Isaak echa un fugaz vistazo al retrovisor. Ella no debe notar que la mira. Él nunca ha oído hablar de los OMG.

El del pelo engominado se gira hacia atrás.

—No hay problema. Hoy, después de la reunión de las ONG, me reuniré con el secretario general de Naciones Unidas...

Otra vez ese acento extraño, Isaak no logra identificarlo.

—Si logramos convencerlo, también convenceremos a los demás africanos, y de todos modos los europeos lo veneran.

—¡Los europeos! —resopla el del pañuelo con desdén.

—Bien, Ted —dice la mujer—, no debemos menospreciar la opinión pública, como Bob no deja de recordarnos. Por eso no quiere apoyar nuestra empresa de manera oficial, sino...

—Don't forget Africa!
—la interrumpe Ted—. Sí, sí, lo sé: la lucha contra el sida, la tuberculosis, la malaria.

La arrogancia de esas personas asombra a Isaak. Para ellos sólo son palabras; para él, muchísimos muertos.
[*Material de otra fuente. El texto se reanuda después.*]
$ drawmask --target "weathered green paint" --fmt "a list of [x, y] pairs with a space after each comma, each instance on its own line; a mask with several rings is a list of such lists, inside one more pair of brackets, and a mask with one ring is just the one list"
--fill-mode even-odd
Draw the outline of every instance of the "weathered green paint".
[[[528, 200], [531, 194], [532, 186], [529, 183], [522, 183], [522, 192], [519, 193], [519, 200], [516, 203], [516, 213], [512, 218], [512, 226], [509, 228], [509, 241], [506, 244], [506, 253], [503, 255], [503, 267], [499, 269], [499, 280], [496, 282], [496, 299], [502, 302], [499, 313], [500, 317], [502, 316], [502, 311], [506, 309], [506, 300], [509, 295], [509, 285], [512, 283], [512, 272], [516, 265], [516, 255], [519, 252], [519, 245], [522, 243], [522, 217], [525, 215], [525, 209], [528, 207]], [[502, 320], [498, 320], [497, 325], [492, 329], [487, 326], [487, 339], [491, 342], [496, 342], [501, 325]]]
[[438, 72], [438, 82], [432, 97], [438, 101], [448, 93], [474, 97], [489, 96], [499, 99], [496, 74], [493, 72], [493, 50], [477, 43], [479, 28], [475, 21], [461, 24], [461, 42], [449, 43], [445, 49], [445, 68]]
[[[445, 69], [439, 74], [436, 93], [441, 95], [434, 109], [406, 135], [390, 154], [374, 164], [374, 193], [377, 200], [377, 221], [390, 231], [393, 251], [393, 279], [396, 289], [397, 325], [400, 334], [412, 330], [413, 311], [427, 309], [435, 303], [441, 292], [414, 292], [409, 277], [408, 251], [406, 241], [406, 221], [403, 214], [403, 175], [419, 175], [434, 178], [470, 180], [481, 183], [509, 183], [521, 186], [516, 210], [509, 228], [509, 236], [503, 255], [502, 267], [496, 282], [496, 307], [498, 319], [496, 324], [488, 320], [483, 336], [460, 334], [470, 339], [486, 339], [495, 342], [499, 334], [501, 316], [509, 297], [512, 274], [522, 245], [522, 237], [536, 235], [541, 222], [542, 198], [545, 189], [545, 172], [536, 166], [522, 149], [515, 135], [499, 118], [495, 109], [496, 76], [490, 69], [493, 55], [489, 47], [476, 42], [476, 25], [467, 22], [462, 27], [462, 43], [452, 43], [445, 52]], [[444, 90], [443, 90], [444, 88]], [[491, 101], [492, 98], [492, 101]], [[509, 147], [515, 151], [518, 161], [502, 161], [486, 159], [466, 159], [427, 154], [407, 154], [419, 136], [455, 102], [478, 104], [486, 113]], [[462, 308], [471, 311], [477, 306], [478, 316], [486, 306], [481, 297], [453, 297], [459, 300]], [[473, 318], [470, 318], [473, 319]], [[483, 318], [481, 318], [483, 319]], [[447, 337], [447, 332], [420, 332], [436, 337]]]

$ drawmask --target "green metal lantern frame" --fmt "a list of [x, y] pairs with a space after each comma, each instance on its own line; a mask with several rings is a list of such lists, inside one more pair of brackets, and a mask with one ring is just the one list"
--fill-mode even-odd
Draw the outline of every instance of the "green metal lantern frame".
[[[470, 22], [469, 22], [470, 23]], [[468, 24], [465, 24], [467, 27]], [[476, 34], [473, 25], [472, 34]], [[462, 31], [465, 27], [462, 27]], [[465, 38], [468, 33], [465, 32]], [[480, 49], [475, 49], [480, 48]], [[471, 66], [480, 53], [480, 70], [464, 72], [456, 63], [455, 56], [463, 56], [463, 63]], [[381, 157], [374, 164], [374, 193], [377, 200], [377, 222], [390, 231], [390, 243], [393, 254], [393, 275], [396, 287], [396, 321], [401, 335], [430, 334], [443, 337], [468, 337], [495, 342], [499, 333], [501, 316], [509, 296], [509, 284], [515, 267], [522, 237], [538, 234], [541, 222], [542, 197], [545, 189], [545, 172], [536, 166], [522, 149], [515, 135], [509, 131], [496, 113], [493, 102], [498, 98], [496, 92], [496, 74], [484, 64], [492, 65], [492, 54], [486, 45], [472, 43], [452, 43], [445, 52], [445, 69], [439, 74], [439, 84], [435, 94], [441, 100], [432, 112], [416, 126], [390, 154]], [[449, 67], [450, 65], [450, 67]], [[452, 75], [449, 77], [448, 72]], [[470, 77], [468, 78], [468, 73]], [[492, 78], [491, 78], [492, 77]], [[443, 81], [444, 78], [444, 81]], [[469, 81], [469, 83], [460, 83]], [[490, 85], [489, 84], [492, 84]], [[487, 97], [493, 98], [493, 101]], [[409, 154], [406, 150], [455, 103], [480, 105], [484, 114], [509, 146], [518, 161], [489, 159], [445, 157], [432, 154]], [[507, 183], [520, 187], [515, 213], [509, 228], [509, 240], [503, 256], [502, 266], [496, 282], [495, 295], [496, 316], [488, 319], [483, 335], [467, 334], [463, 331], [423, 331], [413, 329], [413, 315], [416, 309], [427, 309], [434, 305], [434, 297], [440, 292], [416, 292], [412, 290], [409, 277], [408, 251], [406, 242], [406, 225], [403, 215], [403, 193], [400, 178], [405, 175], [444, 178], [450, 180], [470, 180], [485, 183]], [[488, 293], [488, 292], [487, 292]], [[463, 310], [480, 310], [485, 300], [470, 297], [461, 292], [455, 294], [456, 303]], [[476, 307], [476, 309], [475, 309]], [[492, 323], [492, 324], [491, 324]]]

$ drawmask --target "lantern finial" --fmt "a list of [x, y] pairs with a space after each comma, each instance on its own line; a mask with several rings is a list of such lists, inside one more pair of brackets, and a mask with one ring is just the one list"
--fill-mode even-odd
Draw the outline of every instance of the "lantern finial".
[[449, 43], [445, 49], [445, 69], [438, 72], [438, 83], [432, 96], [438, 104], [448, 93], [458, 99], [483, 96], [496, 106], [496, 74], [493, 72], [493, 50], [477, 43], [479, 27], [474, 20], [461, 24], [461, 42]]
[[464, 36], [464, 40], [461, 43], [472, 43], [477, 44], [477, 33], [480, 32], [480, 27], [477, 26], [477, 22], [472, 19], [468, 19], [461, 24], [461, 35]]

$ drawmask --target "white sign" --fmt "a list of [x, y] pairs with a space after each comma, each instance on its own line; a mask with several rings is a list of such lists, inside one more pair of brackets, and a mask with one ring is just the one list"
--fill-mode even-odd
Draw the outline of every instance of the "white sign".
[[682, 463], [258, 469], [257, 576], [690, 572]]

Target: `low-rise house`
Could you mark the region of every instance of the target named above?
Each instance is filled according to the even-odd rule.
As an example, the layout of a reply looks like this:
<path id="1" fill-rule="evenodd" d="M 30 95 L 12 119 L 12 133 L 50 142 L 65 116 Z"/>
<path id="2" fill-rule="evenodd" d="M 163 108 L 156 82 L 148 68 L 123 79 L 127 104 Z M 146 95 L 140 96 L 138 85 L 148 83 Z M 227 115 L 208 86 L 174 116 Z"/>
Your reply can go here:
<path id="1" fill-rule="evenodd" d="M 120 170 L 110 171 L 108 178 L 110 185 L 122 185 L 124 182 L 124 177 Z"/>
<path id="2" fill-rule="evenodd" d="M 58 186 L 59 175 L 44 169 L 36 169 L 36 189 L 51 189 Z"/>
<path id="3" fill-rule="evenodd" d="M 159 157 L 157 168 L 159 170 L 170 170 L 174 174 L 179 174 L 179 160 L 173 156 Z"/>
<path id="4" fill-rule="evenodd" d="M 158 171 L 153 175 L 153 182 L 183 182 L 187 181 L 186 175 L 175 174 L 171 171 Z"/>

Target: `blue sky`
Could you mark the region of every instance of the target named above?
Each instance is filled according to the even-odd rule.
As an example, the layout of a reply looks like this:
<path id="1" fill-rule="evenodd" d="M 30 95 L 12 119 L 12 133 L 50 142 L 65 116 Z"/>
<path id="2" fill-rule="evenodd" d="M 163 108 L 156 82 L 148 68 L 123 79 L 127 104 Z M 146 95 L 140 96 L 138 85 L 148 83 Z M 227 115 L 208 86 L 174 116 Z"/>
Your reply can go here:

El Mercedes que va delante aminora bruscamente y el taxista tiene que pisar el freno.

—Sorry
—murmura, pero ninguno de los pasajeros se percata de su brusca maniobra.

El del pelo engominado vuelve a girarse hacia atrás y dice:

—Bob opina que con ese dinero podría permitirse un viaje en globo alrededor del mundo, pero por desgracia sufre de vértigo.

La mujer sonríe y contesta:

—Cuando hables con el secretario general deberías destacar que renunciamos a los derechos de la patente. Por ahora no merecen la pena.

En el otro carril acelera una furgoneta e Isaak no oye la respuesta de la mujer, pero vuelve a echarle otro vistazo por el retrovisor antes de que se vuelva hacia la ventanilla.

—¿Por qué no nos ha acompañado James? —pregunta Ted.

—Se ha quedado en su rancho, prefiere encender la barbacoa —contesta ella.

—¡Sin dejar de ver con veneración a su tocayo James Stewart en las viejas películas que proyecta en sus habitaciones!

Todos ríen. Parece que no se toman muy en serio a ese James, piensa Isaak.

—¿Irás de safari mañana, Ted? —pregunta la mujer.

Ted, el del pañuelo, niega con la cabeza.

—¿Safari? ¿Fotografiar animales? —Suelta una carcajada desdeñosa—. Hace diez años cazaba leones. ¿Has cazado leones?

El engominado asiente con la cabeza.

—¡Por supuesto! Cuando tú aún ensuciabas los pañales. He cazado de todo: elefantes, antílopes, ñus, leones. —Suspira—. Eran otros tiempos.

—Que volverán —dice ella en voz baja, y mira por la ventanilla.

Empire Road: casi se pasa del cruce. Isaak se enfada un poco, le disgusta la manera en que hablan de las personas y de todo el continente.

—Deberíamos encargarnos de rematar el proyecto DRMA antes de las próximas elecciones —dice Ted, y vuelve a secarse la frente.

—No te preocupes, tenemos un buen hombre en África, ¿verdad? —replica ella y sonríe al de la gomina.

—El mejor —confirma éste.

—Tú también recibes bastante dinero —gruñe Ted.

El engominado sonríe a medias.

—Pues inténtalo tú, si quieres.

—Estamos convencidos de que tú eres el mejor para esta tarea —insiste ella.